Factor Xa is the prime component of the prothrombinase complex which converts large amounts of prothrombin – the “thrombin burst”. Each molecule of
Factor Xa can generate 1000 molecules of thrombin. This large burst of thrombin is responsible for
fibrin polymerization to form a
thrombus.
Inhibition of the synthesis or activity of Factor X is the mechanism of action for many anticoagulants in use today. Warfarin, a synthetic derivative of
coumarin, is the most widely used oral anticoagulant in the US. In some European countries, other coumarin derivatives (
phenprocoumon and
acenocoumarol) are used. These agents are
vitamin K antagonists (VKA). Vitamin K is essential for the hepatic synthesis of Factors II (prothrombin), VII, IX and X.

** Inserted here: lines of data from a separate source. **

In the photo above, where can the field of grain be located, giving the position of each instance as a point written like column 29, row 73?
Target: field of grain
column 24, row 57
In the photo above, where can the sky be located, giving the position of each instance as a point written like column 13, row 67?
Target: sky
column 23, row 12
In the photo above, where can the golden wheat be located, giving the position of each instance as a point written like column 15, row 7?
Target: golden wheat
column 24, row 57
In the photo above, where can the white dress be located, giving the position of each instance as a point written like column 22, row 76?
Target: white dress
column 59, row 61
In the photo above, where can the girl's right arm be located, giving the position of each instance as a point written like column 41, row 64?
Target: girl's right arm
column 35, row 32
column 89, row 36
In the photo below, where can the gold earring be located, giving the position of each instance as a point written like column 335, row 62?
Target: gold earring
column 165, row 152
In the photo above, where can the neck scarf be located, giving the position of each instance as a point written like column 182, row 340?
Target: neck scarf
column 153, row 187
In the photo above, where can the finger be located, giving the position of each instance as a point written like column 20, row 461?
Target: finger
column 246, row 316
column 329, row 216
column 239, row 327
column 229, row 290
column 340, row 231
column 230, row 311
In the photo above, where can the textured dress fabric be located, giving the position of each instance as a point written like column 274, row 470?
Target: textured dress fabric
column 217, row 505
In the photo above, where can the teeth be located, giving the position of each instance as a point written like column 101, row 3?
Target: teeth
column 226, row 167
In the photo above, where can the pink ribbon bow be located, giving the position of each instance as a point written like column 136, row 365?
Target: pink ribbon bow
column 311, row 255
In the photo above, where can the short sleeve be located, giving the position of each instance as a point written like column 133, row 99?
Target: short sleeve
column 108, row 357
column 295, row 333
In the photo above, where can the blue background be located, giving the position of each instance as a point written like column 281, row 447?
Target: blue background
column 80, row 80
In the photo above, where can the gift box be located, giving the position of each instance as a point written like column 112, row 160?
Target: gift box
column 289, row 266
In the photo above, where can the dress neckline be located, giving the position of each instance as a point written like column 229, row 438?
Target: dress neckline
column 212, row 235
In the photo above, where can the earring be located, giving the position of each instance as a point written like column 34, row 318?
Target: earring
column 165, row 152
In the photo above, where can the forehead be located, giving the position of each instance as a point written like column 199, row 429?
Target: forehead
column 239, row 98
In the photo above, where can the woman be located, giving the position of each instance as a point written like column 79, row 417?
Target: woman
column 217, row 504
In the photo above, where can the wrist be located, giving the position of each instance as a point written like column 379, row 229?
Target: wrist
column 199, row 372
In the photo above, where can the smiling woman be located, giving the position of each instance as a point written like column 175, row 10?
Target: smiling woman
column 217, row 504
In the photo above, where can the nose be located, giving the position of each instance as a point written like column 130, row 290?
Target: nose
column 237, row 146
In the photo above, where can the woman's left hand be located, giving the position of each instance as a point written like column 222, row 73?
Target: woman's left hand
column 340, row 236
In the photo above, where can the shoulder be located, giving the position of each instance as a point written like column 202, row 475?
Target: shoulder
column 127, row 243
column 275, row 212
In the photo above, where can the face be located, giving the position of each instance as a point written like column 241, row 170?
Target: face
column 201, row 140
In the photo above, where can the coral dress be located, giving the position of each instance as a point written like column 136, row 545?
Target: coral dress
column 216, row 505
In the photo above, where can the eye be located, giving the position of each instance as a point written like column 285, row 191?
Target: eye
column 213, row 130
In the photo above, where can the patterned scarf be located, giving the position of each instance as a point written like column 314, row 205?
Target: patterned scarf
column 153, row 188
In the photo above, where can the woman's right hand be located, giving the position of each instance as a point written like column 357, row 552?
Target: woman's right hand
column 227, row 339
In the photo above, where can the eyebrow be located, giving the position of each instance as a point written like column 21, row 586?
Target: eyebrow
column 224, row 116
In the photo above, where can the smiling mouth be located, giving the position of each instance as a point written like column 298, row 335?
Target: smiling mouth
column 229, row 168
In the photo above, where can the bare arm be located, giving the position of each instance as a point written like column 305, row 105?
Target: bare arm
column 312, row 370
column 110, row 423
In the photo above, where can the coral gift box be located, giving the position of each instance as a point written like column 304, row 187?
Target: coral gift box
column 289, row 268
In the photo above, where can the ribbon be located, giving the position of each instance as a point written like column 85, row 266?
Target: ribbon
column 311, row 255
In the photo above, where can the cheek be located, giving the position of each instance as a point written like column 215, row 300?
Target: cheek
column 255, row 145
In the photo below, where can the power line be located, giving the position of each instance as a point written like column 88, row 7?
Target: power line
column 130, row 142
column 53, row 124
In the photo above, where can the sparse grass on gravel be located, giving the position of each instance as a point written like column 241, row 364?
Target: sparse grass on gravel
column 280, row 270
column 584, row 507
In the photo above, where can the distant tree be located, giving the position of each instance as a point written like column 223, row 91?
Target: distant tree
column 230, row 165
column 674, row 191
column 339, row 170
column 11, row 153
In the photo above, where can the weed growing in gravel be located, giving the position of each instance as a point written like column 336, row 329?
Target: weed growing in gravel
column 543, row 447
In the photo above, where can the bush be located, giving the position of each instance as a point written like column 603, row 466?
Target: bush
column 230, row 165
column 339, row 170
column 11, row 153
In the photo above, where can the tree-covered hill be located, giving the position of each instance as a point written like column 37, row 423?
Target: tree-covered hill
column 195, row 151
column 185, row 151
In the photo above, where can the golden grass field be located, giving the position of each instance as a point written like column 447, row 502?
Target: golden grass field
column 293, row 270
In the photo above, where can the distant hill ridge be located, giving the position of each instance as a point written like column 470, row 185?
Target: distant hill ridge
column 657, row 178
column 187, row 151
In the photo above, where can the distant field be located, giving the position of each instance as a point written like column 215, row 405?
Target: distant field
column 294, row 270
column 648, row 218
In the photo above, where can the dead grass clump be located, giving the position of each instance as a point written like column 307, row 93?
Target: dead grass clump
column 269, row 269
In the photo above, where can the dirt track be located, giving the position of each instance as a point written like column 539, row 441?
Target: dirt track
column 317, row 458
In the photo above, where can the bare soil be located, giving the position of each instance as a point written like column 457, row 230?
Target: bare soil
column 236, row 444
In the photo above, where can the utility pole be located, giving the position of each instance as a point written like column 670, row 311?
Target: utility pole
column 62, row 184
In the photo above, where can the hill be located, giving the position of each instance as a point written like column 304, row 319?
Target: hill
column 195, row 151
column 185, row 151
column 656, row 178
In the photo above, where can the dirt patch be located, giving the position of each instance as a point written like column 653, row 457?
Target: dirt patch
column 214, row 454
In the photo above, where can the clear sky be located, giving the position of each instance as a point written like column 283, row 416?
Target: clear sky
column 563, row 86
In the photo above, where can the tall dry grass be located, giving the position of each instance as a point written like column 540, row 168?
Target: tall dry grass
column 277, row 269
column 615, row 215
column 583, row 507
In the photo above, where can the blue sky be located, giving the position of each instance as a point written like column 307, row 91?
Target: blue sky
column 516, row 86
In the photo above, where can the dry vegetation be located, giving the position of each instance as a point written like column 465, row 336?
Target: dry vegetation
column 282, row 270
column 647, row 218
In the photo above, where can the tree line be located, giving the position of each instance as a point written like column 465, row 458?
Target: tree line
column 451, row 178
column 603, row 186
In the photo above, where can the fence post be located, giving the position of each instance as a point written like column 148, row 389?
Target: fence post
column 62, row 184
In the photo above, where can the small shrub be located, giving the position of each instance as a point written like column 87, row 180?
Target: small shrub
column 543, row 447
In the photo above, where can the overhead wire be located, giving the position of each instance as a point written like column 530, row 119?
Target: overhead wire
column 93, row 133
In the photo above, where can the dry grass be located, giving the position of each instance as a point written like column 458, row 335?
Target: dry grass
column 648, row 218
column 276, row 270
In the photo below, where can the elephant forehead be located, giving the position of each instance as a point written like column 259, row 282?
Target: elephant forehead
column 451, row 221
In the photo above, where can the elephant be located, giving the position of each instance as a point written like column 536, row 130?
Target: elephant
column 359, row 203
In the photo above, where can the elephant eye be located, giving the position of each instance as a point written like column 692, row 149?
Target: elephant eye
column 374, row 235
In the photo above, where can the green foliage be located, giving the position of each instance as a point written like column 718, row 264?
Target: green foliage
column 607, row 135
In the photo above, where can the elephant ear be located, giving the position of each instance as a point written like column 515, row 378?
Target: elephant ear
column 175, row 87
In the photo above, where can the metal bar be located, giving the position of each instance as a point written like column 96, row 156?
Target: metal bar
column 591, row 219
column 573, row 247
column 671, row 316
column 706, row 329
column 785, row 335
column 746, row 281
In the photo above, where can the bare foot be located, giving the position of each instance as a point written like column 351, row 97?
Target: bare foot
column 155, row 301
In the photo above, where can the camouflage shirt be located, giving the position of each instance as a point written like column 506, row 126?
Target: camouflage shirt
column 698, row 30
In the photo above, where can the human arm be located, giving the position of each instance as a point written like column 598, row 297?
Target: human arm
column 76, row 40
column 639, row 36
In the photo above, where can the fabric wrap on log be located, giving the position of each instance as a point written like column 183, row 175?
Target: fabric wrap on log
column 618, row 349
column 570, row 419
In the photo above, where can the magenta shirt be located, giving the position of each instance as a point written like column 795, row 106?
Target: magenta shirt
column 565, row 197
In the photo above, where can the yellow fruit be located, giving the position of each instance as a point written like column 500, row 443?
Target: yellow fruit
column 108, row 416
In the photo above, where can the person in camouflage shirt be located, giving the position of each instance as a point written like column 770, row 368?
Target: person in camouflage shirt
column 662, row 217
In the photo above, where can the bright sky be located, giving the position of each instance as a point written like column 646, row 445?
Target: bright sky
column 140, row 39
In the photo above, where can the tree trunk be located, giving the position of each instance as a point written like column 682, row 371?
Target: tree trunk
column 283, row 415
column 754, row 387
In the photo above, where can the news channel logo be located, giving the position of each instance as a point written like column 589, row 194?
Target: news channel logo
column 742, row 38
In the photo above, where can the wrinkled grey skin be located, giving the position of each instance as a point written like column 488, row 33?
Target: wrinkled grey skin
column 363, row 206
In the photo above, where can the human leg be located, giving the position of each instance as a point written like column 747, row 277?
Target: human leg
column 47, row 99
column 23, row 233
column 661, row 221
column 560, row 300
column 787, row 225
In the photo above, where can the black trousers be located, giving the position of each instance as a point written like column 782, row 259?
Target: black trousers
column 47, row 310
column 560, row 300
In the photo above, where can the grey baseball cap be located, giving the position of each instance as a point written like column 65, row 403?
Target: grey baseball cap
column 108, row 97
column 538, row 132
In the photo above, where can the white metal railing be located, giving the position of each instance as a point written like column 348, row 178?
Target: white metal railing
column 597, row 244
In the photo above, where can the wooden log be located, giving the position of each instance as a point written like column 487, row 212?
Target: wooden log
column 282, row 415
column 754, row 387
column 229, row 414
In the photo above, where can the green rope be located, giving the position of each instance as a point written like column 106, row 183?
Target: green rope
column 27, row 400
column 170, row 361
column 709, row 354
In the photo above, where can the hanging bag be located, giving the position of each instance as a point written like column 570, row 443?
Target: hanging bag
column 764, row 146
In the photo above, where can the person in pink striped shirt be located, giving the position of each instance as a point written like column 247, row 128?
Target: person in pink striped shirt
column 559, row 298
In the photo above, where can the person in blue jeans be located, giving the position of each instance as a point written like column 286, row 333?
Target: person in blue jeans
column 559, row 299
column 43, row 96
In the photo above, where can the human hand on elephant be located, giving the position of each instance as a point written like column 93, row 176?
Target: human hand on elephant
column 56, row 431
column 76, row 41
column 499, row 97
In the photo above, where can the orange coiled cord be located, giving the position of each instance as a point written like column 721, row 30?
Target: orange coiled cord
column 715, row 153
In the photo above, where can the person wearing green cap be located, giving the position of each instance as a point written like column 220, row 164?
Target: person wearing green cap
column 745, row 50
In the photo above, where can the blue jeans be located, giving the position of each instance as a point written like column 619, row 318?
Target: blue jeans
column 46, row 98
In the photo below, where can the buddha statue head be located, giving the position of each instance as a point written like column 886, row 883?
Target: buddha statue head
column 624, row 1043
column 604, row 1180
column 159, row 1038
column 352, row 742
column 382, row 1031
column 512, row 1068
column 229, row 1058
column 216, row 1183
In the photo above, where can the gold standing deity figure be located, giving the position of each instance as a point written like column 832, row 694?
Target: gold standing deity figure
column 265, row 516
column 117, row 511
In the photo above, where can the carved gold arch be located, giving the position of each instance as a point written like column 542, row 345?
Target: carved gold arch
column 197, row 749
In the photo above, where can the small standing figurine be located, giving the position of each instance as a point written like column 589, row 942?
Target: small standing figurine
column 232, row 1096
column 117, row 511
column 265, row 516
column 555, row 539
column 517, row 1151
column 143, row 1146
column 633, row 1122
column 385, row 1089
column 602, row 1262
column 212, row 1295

Heparin (unfractionated heparin) and its derivatives
low molecular weight heparin (LMWH) bind to a
plasma cofactor,
antithrombin (AT) to inactivate several coagulation factors IIa, Xa, XIa and XIIa. The affinity of unfractionated heparin and the various LMWHs for Factor Xa varies considerably. The efficacy of heparin-based anticoagulants increases as selectivity for
Factor Xa increases. LMWH shows increased inactivation of
Factor Xa compared to unfractionated heparin, and fondaparinux, an agent based on the critical pentasacharide sequence of heparin, shows more selectivity than LMWH. This inactivation of
Factor Xa by heparins is termed “indirect” since it relies on the presence of AT and not a direct interaction with
Factor Xa.
Recently a new series of specific, direct acting inhibitors of Factor Xa has been developed. These include the drugs
rivaroxaban,
apixaban, betrixaban, LY517717, YM150, DU-176b and 813893. These agents have several theoretical advantages over current therapy. They may be given orally. They have rapid Onset of action. And they may be more effective against
Factor Xa in that they inhibit both
free Factor Xa and
Factor Xa in the prothrombinase complex.
History
American and British scientists described deficiency of factor X independently in 1953 and 1956, respectively. As with some other coagulation factors, the factor was initially named after these patients, a Mr Rufus Stuart and a Miss Audrey Prower.